# 1.Problem Statement

### This is a binary classification problem where the target variable is whether a person's income is lower than or equal to 50K (<=50K) or higher than 50K (>50K). 

### The models that will be used include LogisticRegression, DecisionTreeClassifier, RandomForestClassifier and GradientBoostingClassifier. The accuracy for each of the models will be evaluated and the best performing model will be selected as the final model.

# 2.Import Libraries

In [None]:
import pandas as pd
import numpy as np
import matplotlib.pyplot as plt
import seaborn as sns

from sklearn.model_selection import train_test_split,GridSearchCV
from sklearn.metrics import confusion_matrix,classification_report,plot_confusion_matrix

from imblearn.over_sampling import SVMSMOTE
from imblearn.under_sampling import RandomUnderSampler

from sklearn.linear_model import LogisticRegression
from sklearn.tree import DecisionTreeClassifier
from sklearn.ensemble import RandomForestClassifier,GradientBoostingClassifier

from yellowbrick.model_selection import FeatureImportances

#### Ignore warnings

In [None]:
import warnings
warnings.filterwarnings('ignore')

# 3.Import Dataset

In [None]:
df = pd.read_csv('/kaggle/input/income-classification/income_evaluation.csv')

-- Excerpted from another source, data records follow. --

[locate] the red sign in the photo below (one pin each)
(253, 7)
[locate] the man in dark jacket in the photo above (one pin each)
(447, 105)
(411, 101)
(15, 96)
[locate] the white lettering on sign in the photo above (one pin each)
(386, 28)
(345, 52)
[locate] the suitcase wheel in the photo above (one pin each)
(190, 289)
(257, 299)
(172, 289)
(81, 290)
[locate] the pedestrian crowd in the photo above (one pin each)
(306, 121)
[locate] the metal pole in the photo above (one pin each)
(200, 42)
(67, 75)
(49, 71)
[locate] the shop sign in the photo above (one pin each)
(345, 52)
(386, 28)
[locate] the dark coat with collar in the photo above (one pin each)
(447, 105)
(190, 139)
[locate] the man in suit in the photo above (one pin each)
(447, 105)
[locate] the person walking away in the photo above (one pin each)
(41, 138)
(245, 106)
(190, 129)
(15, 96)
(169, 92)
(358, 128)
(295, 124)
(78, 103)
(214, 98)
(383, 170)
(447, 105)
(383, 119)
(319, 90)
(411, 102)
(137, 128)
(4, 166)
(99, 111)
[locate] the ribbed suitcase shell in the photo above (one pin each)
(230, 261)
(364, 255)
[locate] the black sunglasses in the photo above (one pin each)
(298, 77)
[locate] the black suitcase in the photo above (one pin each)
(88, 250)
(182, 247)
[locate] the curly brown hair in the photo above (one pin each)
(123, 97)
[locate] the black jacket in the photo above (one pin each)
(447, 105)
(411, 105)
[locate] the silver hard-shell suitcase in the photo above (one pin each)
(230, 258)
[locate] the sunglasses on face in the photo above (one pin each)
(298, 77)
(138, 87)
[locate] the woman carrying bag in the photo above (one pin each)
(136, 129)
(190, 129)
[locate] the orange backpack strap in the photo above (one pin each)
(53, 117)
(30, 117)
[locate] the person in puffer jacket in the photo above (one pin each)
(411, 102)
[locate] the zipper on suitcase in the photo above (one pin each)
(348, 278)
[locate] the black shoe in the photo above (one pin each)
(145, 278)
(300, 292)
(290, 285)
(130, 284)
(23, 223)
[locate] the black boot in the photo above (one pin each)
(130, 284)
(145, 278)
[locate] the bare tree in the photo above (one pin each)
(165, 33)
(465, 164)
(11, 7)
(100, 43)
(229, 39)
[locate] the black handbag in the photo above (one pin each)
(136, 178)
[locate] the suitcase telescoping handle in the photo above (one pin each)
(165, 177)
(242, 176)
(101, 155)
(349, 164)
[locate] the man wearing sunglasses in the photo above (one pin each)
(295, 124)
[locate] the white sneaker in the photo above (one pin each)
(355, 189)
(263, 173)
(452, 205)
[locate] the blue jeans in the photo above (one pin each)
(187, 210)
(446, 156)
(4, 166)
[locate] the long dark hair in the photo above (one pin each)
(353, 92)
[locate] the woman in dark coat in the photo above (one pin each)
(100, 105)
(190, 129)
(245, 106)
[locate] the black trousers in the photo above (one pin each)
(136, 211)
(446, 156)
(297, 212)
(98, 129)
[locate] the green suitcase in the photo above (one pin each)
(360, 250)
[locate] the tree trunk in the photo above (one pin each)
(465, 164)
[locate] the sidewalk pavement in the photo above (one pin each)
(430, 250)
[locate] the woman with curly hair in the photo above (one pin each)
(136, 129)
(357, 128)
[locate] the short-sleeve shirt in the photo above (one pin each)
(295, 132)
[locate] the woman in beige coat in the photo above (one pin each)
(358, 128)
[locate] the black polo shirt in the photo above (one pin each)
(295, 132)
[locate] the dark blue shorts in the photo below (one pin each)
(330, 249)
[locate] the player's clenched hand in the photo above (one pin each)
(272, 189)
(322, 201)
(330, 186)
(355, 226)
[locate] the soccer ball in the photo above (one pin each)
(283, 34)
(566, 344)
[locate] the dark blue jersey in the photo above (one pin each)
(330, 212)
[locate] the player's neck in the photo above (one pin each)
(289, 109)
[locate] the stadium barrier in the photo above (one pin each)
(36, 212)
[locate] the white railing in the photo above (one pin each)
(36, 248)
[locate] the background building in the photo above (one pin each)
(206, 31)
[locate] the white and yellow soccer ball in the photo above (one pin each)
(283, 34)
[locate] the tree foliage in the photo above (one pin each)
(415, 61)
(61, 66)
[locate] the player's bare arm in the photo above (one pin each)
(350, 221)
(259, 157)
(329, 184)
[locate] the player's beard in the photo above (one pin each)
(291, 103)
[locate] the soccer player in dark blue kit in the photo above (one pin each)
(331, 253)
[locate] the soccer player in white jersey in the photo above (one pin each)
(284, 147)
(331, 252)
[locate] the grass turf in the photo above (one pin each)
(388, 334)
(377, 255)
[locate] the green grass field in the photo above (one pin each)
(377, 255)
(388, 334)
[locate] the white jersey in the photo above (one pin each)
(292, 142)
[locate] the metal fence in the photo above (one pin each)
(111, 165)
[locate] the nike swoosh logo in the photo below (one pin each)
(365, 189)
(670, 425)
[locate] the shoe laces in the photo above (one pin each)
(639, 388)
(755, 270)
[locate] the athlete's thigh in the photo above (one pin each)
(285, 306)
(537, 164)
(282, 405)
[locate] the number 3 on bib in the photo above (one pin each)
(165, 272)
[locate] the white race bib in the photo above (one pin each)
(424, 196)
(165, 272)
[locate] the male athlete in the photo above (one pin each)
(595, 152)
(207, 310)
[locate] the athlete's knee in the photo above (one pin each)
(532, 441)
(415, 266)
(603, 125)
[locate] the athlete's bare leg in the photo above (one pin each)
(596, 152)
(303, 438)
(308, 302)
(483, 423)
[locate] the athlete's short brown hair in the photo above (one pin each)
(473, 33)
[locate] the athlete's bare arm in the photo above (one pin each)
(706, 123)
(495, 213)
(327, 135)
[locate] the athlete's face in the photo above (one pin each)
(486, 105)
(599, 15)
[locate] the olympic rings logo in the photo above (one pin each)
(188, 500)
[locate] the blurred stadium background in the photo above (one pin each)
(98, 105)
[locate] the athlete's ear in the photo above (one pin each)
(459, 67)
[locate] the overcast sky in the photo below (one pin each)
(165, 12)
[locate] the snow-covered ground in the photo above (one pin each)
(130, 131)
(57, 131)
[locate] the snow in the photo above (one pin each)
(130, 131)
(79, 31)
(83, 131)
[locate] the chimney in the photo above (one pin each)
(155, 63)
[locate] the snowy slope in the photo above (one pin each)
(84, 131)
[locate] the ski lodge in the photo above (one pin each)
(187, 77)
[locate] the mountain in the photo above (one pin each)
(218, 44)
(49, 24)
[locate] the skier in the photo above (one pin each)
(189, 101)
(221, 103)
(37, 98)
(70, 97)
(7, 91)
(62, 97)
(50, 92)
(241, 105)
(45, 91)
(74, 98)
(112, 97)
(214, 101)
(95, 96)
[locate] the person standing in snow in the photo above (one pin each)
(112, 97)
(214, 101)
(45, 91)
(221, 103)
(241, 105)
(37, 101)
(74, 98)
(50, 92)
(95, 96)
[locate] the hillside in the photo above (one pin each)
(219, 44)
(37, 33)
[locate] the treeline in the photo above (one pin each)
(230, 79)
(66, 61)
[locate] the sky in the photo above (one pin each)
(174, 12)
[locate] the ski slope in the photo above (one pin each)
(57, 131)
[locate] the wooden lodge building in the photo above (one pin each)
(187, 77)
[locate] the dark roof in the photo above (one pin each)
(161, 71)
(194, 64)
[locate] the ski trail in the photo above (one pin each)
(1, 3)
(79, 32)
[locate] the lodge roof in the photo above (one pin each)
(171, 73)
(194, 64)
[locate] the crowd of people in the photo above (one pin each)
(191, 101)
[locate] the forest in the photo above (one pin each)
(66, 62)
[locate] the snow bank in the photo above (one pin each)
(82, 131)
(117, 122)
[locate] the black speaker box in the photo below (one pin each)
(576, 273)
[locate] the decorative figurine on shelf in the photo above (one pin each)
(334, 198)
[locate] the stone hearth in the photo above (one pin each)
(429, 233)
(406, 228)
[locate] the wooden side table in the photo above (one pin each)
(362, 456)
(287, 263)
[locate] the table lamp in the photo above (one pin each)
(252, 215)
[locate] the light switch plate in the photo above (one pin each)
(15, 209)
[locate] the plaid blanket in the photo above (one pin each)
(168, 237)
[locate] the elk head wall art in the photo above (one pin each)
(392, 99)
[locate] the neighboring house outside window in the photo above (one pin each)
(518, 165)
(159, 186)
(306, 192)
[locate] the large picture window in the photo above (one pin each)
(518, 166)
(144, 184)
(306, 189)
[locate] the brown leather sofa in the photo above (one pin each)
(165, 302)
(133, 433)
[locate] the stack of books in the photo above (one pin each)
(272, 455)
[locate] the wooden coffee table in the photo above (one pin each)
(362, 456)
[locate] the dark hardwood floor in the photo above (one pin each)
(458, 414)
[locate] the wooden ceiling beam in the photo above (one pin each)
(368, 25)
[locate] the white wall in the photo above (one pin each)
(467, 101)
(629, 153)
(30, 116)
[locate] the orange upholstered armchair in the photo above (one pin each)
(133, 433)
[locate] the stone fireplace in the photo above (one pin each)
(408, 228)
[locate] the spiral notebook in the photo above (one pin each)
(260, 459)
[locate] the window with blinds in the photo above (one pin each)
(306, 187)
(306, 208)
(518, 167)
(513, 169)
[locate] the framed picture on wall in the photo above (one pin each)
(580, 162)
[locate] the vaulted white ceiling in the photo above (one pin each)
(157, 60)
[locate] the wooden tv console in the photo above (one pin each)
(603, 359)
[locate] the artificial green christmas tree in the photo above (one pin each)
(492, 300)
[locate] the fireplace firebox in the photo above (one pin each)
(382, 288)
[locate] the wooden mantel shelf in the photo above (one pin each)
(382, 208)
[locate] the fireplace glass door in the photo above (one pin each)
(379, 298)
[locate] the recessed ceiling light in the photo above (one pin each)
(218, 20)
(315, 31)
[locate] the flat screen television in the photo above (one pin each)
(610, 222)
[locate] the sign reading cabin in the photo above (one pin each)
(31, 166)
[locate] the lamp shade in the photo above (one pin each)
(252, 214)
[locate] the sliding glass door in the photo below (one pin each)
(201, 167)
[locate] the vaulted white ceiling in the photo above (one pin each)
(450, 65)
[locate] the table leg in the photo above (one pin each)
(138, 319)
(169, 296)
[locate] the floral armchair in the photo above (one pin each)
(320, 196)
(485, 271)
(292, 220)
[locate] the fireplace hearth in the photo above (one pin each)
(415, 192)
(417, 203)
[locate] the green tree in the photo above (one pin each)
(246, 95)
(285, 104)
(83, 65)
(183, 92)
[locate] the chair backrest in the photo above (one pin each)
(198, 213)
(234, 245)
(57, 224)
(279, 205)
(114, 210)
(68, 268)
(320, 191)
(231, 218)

# 4.Overview of the dataset

In [None]:
df.head()

## Column names

In [None]:
df.columns

#### If you can see in the output above, there are unnecessary whitespaces present in the column names which may lead to an error while indexing the data in the further steps. Below, the whitespaces have been removed manually.

#### Then, the hyphens in the column names have been replaced with underscores.

In [None]:
df.columns = ['age','workclass','fnlwgt','education','education-num','marital-status','occupation','relationship','race','sex','capital-gain',
              'capital-loss','hours-per-week','native-country','income']

df.columns = df.columns.str.replace('-','_')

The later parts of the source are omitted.